Under the rules in place during the tournament’s opening days, players, coaches and journalists were limited to English and the official languages of the two competing nations. FIFA initially denied any blanket ban, citing a shortage of translation services.
The updated regulations allow journalists to pose questions in Spanish at any official World Cup press conference, and players and coaches are now free to answer in Spanish regardless of which nations are playing. Translation services will also be made available throughout.
The backlash drew sharp criticism from language campaigners and cultural institutions, who pointed to the obvious contradiction of sidelining Spanish at a tournament co-hosted by Mexico and the United States — a country home to more than 60 million people of Hispanic origin, of whom over 43 million identify Spanish as their mother tongue.

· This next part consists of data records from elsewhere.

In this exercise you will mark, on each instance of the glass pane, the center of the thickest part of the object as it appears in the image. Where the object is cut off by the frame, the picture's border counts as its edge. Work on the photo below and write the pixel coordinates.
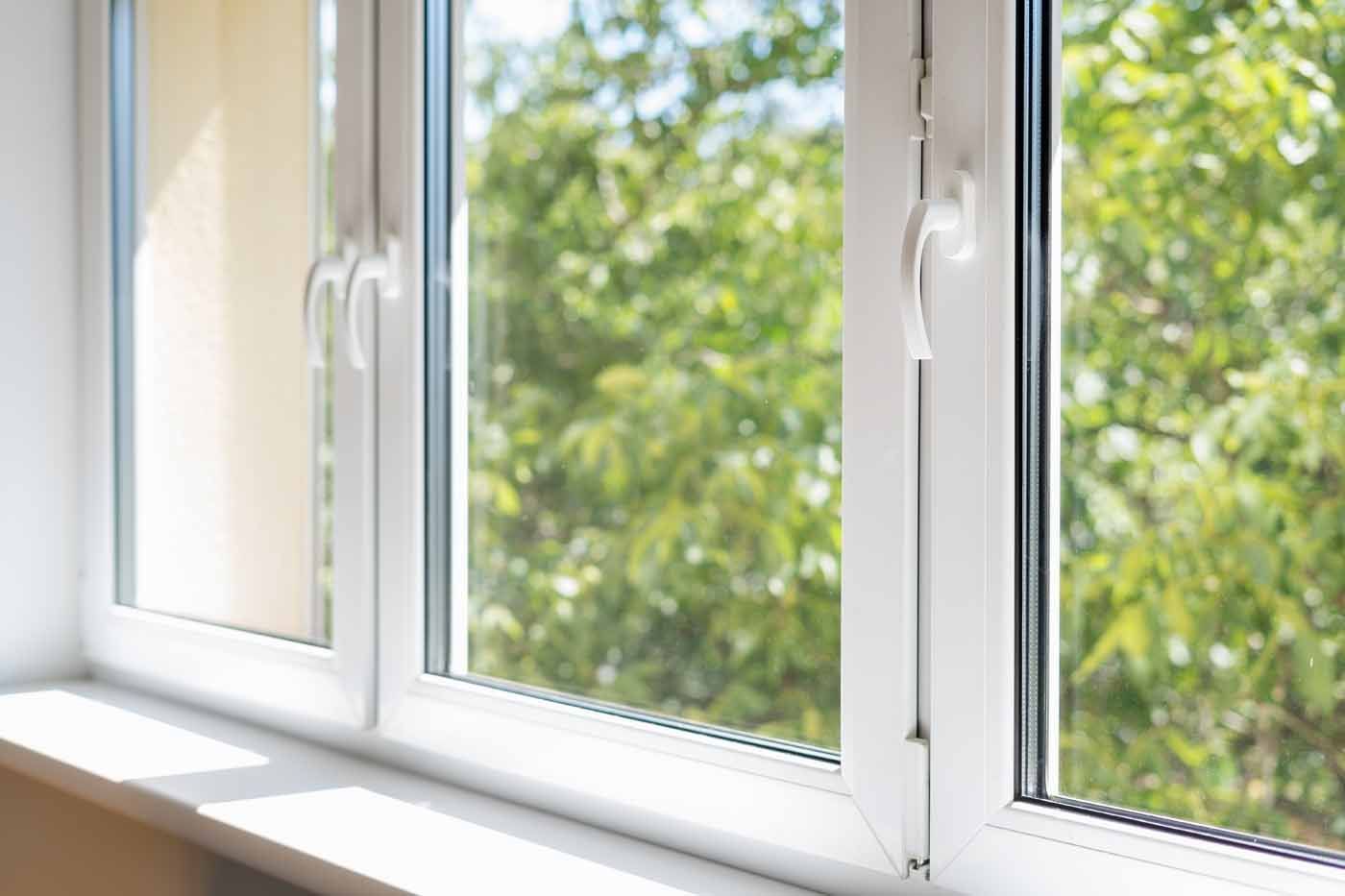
(225, 430)
(1203, 402)
(654, 355)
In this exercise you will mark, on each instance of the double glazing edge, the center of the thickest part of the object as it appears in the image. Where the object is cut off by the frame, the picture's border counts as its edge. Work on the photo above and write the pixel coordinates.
(121, 101)
(1035, 110)
(1033, 201)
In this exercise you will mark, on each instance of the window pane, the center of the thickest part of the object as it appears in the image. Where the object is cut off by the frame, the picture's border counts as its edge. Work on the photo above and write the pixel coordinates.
(654, 195)
(1203, 413)
(225, 128)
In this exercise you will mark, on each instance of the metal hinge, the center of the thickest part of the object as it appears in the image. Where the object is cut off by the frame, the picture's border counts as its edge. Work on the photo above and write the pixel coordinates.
(921, 100)
(917, 829)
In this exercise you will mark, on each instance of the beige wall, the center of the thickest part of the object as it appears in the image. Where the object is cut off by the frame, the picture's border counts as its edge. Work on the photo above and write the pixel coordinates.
(54, 844)
(222, 386)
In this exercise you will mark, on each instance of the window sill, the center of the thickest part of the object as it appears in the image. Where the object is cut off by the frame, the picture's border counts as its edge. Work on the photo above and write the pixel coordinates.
(318, 818)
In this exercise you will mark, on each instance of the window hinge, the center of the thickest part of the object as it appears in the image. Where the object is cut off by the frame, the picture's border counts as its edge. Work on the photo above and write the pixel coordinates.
(917, 831)
(921, 100)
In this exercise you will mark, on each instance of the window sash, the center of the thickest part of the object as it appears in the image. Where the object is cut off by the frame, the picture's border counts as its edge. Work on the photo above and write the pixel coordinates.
(861, 818)
(205, 662)
(985, 825)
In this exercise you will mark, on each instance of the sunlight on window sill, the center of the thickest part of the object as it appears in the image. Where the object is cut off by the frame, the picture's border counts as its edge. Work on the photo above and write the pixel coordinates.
(108, 741)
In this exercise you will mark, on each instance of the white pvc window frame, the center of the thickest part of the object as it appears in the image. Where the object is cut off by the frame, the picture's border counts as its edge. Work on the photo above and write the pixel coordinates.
(850, 826)
(208, 664)
(984, 838)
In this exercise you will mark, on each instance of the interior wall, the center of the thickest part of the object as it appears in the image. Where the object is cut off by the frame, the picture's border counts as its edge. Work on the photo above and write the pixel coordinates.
(51, 842)
(39, 254)
(54, 844)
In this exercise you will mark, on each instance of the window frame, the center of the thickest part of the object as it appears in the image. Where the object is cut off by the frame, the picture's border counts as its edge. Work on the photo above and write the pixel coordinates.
(981, 829)
(197, 661)
(849, 826)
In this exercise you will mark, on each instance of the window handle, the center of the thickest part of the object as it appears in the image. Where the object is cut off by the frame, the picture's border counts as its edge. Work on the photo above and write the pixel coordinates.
(955, 217)
(327, 269)
(385, 271)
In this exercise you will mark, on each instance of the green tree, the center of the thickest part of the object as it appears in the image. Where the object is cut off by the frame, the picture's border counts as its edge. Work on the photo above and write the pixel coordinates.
(1203, 569)
(655, 327)
(654, 274)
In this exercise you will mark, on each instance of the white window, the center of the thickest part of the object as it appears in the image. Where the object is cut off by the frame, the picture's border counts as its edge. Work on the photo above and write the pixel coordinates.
(479, 383)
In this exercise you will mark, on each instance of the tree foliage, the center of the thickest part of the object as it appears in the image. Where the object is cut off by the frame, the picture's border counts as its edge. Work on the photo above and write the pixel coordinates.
(1203, 569)
(655, 328)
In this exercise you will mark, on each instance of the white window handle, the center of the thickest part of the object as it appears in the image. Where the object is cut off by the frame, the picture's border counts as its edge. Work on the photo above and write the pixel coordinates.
(325, 271)
(385, 269)
(958, 218)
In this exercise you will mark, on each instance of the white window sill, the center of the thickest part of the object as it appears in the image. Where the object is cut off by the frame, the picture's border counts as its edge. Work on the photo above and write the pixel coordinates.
(318, 818)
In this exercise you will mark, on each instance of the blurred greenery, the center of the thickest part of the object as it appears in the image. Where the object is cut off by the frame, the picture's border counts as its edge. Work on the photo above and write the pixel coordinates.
(655, 318)
(655, 358)
(1203, 514)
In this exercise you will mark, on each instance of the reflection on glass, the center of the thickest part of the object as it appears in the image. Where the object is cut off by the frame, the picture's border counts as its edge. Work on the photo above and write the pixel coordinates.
(231, 428)
(1203, 400)
(654, 412)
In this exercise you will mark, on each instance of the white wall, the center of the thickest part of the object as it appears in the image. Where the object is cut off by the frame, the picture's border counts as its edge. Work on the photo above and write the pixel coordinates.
(39, 276)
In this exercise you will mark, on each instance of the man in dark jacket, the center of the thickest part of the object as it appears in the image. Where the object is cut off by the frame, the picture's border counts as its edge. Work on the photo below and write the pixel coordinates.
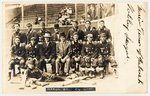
(76, 47)
(56, 33)
(89, 56)
(48, 53)
(103, 29)
(63, 55)
(17, 56)
(19, 33)
(89, 30)
(42, 31)
(31, 33)
(33, 51)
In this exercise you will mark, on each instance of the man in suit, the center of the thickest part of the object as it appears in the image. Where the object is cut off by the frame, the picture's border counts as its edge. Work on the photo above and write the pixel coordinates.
(56, 34)
(76, 47)
(48, 53)
(31, 33)
(17, 56)
(103, 29)
(63, 56)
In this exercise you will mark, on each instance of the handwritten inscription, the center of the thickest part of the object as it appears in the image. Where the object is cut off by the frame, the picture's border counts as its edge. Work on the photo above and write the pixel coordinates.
(140, 57)
(127, 25)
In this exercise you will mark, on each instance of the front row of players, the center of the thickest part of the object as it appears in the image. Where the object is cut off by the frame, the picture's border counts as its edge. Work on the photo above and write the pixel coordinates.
(87, 57)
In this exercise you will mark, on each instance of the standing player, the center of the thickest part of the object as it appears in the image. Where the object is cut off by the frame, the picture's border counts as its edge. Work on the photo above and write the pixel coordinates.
(76, 47)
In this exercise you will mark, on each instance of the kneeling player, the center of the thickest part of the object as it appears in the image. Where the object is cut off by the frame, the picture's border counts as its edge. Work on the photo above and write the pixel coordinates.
(89, 54)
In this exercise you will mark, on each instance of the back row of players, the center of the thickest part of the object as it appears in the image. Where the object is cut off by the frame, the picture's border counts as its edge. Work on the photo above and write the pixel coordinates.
(86, 51)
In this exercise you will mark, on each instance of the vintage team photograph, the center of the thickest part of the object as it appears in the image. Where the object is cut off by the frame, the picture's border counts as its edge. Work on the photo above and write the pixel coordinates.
(75, 47)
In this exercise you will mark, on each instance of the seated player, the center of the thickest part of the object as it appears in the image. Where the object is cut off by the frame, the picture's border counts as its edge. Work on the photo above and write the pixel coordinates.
(33, 51)
(35, 77)
(106, 56)
(17, 56)
(89, 57)
(63, 56)
(76, 47)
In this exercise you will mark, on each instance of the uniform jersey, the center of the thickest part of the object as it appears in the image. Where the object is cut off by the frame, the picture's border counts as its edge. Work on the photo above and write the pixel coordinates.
(76, 48)
(18, 50)
(89, 49)
(33, 51)
(72, 30)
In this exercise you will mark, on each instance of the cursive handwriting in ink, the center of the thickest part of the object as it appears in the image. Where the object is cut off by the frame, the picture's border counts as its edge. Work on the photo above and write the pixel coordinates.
(129, 23)
(140, 57)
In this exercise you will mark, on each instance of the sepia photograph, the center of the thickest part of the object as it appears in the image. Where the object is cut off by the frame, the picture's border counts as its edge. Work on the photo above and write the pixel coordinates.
(75, 47)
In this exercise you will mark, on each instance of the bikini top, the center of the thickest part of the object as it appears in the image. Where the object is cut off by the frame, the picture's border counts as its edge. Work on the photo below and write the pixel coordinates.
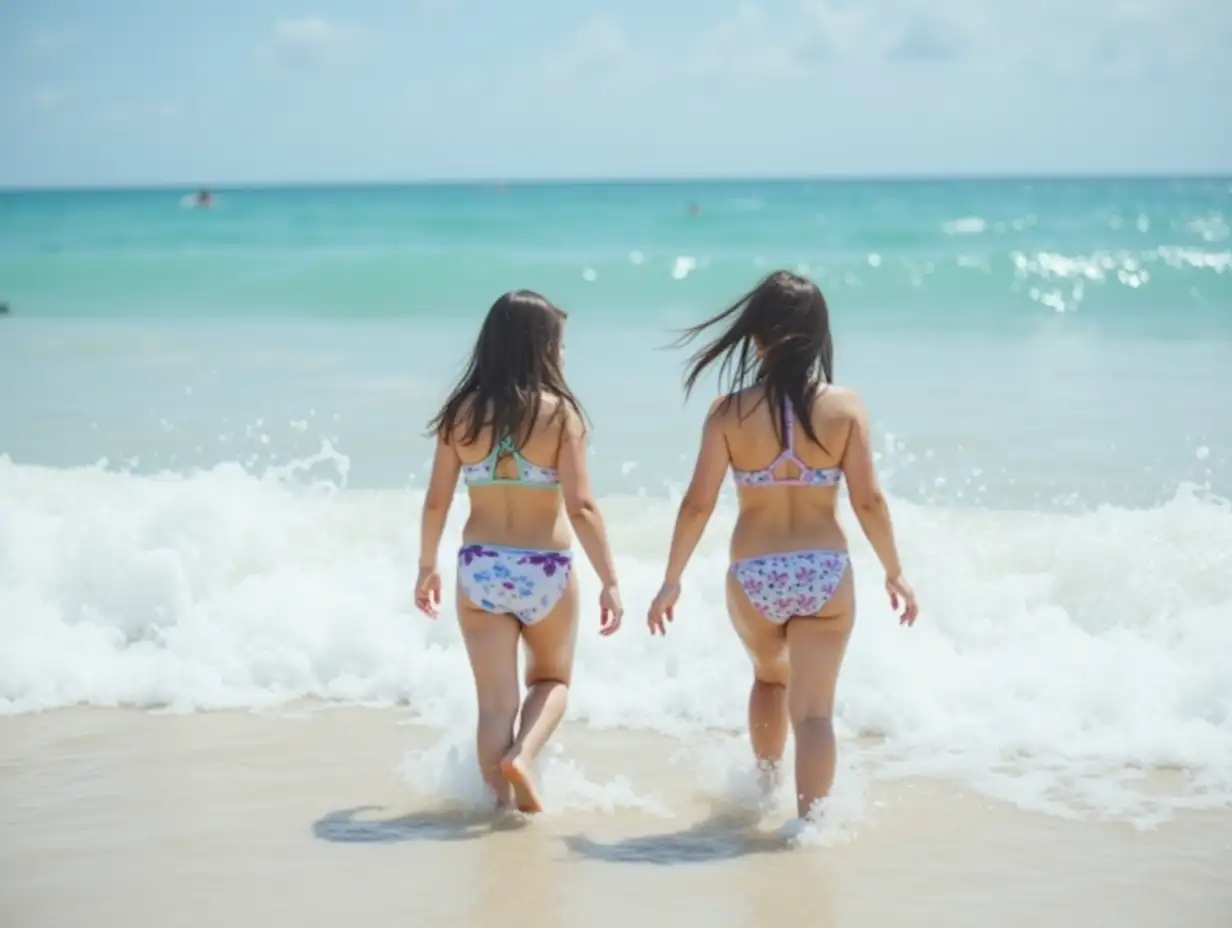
(808, 476)
(529, 475)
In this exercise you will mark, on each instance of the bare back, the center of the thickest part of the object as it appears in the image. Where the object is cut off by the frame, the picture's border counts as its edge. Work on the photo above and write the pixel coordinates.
(786, 518)
(510, 513)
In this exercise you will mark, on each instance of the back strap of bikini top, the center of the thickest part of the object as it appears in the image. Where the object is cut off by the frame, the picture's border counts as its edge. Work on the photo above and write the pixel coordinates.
(789, 423)
(505, 446)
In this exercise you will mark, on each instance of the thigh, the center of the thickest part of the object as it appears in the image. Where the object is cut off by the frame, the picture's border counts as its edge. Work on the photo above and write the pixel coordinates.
(816, 646)
(551, 641)
(764, 641)
(492, 646)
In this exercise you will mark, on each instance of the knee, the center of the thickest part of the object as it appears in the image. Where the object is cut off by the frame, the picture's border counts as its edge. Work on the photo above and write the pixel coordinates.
(498, 710)
(770, 673)
(539, 675)
(803, 716)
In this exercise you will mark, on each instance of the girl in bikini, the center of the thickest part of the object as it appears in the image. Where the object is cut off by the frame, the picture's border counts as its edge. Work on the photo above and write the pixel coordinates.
(515, 433)
(790, 438)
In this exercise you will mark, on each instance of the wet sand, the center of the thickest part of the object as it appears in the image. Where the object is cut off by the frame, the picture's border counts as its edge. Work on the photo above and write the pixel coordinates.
(128, 818)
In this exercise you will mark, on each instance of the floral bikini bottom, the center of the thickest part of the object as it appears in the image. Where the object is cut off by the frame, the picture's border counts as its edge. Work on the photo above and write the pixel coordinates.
(521, 582)
(791, 583)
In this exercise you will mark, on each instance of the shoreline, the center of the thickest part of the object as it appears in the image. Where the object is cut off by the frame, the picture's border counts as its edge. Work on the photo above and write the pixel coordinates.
(309, 817)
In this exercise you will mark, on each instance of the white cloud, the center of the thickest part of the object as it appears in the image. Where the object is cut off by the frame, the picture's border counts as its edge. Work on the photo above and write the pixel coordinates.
(312, 41)
(599, 53)
(748, 47)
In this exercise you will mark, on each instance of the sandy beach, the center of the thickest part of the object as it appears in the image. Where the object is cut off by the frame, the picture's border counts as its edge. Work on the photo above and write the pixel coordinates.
(128, 818)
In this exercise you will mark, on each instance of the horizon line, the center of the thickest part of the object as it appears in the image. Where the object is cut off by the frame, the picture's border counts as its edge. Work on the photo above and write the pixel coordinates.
(616, 180)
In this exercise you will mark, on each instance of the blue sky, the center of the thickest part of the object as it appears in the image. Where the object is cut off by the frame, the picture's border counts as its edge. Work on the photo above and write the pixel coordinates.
(157, 91)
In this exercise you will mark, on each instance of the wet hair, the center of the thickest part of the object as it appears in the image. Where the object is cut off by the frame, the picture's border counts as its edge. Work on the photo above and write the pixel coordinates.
(515, 361)
(785, 316)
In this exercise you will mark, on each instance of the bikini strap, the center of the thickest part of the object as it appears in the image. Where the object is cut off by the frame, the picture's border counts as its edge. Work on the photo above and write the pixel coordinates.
(505, 446)
(789, 424)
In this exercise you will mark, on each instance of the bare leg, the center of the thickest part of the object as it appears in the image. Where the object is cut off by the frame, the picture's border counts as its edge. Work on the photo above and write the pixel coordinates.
(816, 646)
(492, 646)
(766, 646)
(550, 643)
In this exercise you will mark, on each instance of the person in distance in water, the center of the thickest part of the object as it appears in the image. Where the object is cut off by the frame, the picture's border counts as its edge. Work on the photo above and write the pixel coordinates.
(516, 434)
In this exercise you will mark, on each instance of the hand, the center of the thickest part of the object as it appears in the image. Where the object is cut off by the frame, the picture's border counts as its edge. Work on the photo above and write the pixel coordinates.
(663, 608)
(428, 592)
(901, 592)
(610, 609)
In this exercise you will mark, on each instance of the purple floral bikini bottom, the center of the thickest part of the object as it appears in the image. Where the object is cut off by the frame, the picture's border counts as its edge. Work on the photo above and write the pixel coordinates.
(791, 583)
(521, 582)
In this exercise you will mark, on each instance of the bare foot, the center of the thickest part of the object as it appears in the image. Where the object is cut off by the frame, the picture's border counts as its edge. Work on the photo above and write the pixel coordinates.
(525, 796)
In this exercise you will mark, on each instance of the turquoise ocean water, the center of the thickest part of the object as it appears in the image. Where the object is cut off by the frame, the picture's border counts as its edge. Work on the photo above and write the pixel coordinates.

The Instituto Cervantes, Spain’s state body for the promotion of Spanish language and culture worldwide, had been among the most vocal critics. Its director, Luis Garcia Montero, described the initial policy as “baffling” and said FIFA had “put itself offside” by marginalising one of the world’s most widely spoken languages, adding that the approach “made no sense at all”. The institute subsequently welcomed the reversal in a social media post.
The episode drew attention away from the football itself in the tournament’s early days and raised broader questions about FIFA’s planning for an event staged across a continent where Spanish is the dominant language for hundreds of millions of fans.